De draagkracht van de man
2.1
De man woont samen met een ander kind van 13 jaar (B). Bij de vaststelling van de draagkracht van de man gaat het gerecht er vanuit dat hij, exclusief de kosten van hypotheek, een bedrag van minimaal Afl. 1.550,= per maand nodig heeft om in zijn eigen bestaan en die van B te voorzien. In dit bedrag zitten begrepen de redelijke kosten van elektriciteit, water, cable/internet, gas, van telefoonaansluiting, onderhoud huis, van autogebruik en levensmiddelen ten behoeve van B, zodat met de door de man opgevoerde daadwerkelijke kosten van deze lasten bij de vaststelling van de draagkracht niet afzonderlijk rekening zal worden gehouden. Het gerecht zal ook rekening houden met de overige niet betwiste kosten ten aanzien van B ad Afl. 1.476,49. Het gerecht zal verder rekening houden met de navolgende niet betwiste posten: hypotheek ad Afl. 1.044,=; levensverzekering ad Afl. 106,07 en PA, L&F verzekering ad Afl. 348,=. Het gerecht houdt ook rekening met de niet betwiste posten ten aanzien van het kind Albert (17 jaar): alimentatie ad Afl. 300,=; begeleiding ad Afl. 100,= en kapper ad Afl. 40,=.
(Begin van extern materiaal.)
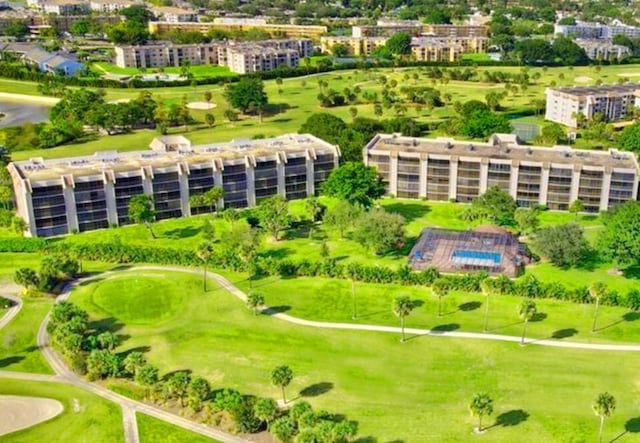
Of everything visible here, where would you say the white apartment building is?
[575,39,631,60]
[545,83,640,128]
[115,39,313,74]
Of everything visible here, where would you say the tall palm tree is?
[469,392,493,432]
[431,278,449,317]
[196,241,213,292]
[518,300,537,345]
[592,392,616,443]
[393,295,415,343]
[480,278,493,332]
[589,281,607,332]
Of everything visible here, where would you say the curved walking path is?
[0,284,22,329]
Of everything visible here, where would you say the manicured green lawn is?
[136,412,217,443]
[223,272,640,343]
[72,272,639,442]
[0,378,124,443]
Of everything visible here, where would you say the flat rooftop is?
[367,134,638,170]
[11,134,337,182]
[549,83,640,97]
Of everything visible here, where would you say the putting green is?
[91,274,184,325]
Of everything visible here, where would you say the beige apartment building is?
[8,134,340,237]
[363,134,638,212]
[545,83,640,128]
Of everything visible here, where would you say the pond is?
[0,100,51,128]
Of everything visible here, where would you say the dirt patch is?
[187,102,217,111]
[0,395,64,435]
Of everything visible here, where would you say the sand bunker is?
[187,102,217,111]
[0,395,64,435]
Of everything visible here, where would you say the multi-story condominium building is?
[320,36,482,61]
[115,39,313,74]
[363,134,638,212]
[553,20,640,40]
[149,19,327,40]
[151,6,198,23]
[545,83,640,128]
[411,37,464,62]
[89,0,141,14]
[39,0,89,15]
[575,38,631,61]
[8,134,340,237]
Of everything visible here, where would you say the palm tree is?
[518,300,536,345]
[393,295,415,343]
[431,278,449,317]
[247,292,264,315]
[196,241,213,292]
[592,392,616,443]
[271,365,293,404]
[480,278,493,332]
[589,281,607,332]
[469,392,493,432]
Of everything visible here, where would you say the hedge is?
[5,237,640,310]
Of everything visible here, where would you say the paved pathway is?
[129,266,640,352]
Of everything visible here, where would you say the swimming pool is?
[451,249,502,266]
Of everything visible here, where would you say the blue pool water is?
[452,250,502,266]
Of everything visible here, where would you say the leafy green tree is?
[589,281,609,332]
[518,300,537,345]
[164,371,191,407]
[253,398,278,431]
[271,365,293,404]
[385,32,411,55]
[258,195,291,241]
[431,278,449,317]
[324,200,363,238]
[533,223,589,268]
[514,208,540,234]
[271,416,296,443]
[592,392,616,443]
[224,77,269,115]
[569,199,584,221]
[13,268,40,291]
[322,162,384,208]
[471,186,518,226]
[129,194,156,239]
[196,241,214,292]
[469,392,493,432]
[598,201,640,266]
[204,112,216,128]
[187,377,211,412]
[353,208,405,254]
[97,331,120,351]
[393,295,415,343]
[123,351,147,376]
[247,292,264,315]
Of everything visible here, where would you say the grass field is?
[136,412,218,443]
[0,378,124,443]
[67,275,640,442]
[8,61,640,159]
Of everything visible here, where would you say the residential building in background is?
[149,19,327,40]
[553,20,640,40]
[545,83,640,128]
[115,39,313,74]
[575,38,631,61]
[363,134,638,212]
[8,134,340,237]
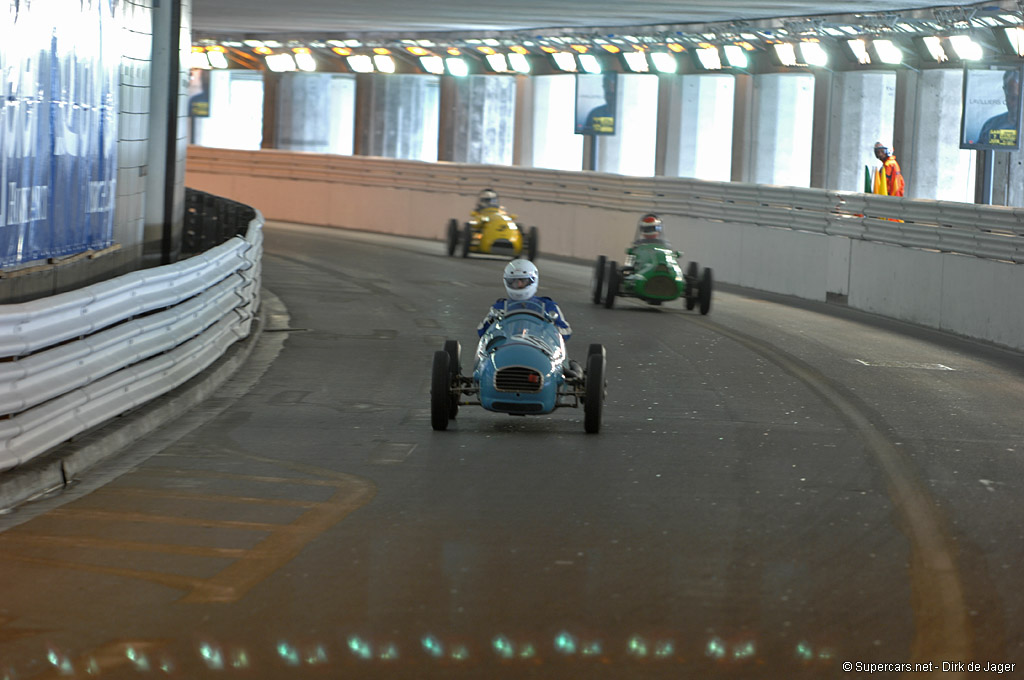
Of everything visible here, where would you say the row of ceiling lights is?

De overige posten worden - gelet op de prioriteit die moet worden toegekend aan de onderhoudsverplichting van de man ten aanzien van A - buiten beschouwing gelaten. De totale in aanmerking te nemen (noodzakelijke) vaste lasten van de man bedragen, gelet op het vorenstaande, totaal afgerond Afl. 4.964,56 per maand. Dat betekent dat de man maandelijks een bedrag overhoudt van afgerond Afl. 645,=.
2.11
Gelet op de wijze waarop het inkomen van de man zich tot dat van de vrouw verhoudt, de draagkracht van partijen en op alle overige omstandigheden van dit geval, acht het gerecht een door de man te betalen bijdrage van Afl. 450,= per maand in overeenstemming met de wettelijke maatstaven. De man wordt in staat geacht tot betaling van voornoemde bijdrage in de kosten van de verzorging en opvoeding van A, die aan die bijdrage behoefte heeft. De ingangsdatum van de bijdrage zal worden bepaald op 1 maart 2016.
2.12
Het voorgaande leidt tot de volgende beslissing.

3.DE BESLISSING

Het gerecht:
wijzigt de beschikking van dit gerecht van 3 november 2014 (EJ-1826/14) in dier voege dat de bijdrage van de man
[ verweerder ]in de kosten van verzorging en opvoeding van de minderjarige
A, geboren op …. 2011 in Aruba, wordt bepaald op Afl. 450,= per maand, zulks ingaande 1 maart 2016,
verklaart deze beschikking tot zover uitvoerbaar bij voorraad,
houdt iedere verdere beslissing aan.
Deze beschikking is gegeven door mr. E.M.D. Angela, rechter in dit gerecht, en in het openbaar uitgesproken ter zitting van dinsdag 1 maart 2016 in aanwezigheid van de griffier.